Objectives: This study was performed to predict the factors that can optimize preoperative staging for clinically localized prostate cancer patients.
Methods: Logistic and Cox regression multivariable analyses were performed on 480 surgically-managed prostate cancer patients to evaluate the ability of clinical stage, prostate specific antigen (PSA), biopsy Gleason sum, percent positive biopsies, and endorectal coil magnetic resonance imaging (erMRI) results to predict for pathologic established extracapsular extension (ECE), seminal vesicle invasion (SVI), and time to postoperative PSA failure.
Results: The characteristics of clinically organ-confined prostate cancer patients at high risk (> 67%) for postoperative PSA failure within 3 years include: (A) PSA > 20 ng/mL; (B) Biopsy Gleason sum > or = 8; or (C) erMRI positive for extraprostatic disease and intermediate risk disease. For patients at intermediate risk (ie, either a PSA < 4 and biopsy Gleason sum of 7; PSA > 4 to 10 ng/mL and biopsy Gleason sum 5 to 7; or a PSA > 10 to 20 ng/mL and biopsy Gleason sum 2 to 7), despite 100% positive biopsies, 50% of patients had pathologic organ-confined disease. However, in the subset of intermediate-risk patients with a positive erMRI for either ECE or SVI and at least 50% positive biopsies, all had extraprostatic disease and failed biochemically by 47 months postoperatively. Intermediate-risk patients with < 50% positive biopsies had pathologic organ-confined disease in at least 77% of the cases.

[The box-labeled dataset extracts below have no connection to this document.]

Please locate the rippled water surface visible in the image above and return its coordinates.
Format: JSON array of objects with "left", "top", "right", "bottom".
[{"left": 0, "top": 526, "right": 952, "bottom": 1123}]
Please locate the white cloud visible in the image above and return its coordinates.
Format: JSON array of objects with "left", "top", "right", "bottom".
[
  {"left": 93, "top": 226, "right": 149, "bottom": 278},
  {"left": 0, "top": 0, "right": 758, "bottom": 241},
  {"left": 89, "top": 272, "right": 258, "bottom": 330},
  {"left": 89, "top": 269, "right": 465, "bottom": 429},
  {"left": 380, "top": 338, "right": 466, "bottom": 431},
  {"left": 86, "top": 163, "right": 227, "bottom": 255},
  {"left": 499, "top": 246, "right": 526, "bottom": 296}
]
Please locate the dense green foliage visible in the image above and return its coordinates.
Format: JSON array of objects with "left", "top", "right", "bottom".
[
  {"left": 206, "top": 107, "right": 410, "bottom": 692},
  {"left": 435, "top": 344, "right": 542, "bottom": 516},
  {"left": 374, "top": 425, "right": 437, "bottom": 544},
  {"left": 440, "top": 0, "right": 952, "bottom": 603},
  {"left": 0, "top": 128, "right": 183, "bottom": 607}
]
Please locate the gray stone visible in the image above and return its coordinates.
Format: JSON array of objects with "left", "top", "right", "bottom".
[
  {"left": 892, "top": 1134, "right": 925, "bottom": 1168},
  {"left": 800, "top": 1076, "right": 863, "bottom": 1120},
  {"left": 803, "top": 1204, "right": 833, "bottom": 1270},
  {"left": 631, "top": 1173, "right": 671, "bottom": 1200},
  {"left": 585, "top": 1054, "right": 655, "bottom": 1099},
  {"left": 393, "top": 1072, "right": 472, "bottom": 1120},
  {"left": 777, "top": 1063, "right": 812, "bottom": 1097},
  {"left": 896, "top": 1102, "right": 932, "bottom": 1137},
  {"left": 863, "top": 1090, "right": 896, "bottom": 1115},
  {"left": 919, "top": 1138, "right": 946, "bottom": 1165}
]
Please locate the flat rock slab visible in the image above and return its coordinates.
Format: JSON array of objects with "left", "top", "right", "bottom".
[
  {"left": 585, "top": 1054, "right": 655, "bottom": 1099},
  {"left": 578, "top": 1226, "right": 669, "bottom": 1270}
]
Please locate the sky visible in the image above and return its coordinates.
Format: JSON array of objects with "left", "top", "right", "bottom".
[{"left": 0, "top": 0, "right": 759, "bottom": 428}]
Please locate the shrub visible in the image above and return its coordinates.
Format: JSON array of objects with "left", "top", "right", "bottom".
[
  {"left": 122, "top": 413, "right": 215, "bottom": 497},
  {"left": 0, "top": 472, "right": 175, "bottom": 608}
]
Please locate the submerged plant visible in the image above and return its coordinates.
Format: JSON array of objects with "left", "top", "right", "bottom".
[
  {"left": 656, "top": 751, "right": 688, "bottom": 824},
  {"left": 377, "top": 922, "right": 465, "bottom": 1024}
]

Conclusions: Combined modality staging using the PSA, biopsy Gleason sum, percent positive biopsies, and endorectal coil MRI findings in select patients can predict pathologic stage and postoperative PSA failure. Therefore, this combined modality staging may optimize patient selection for phase 3 trials examining the role of neoadjuvant androgen ablative therapy for patients with clinically localized disease.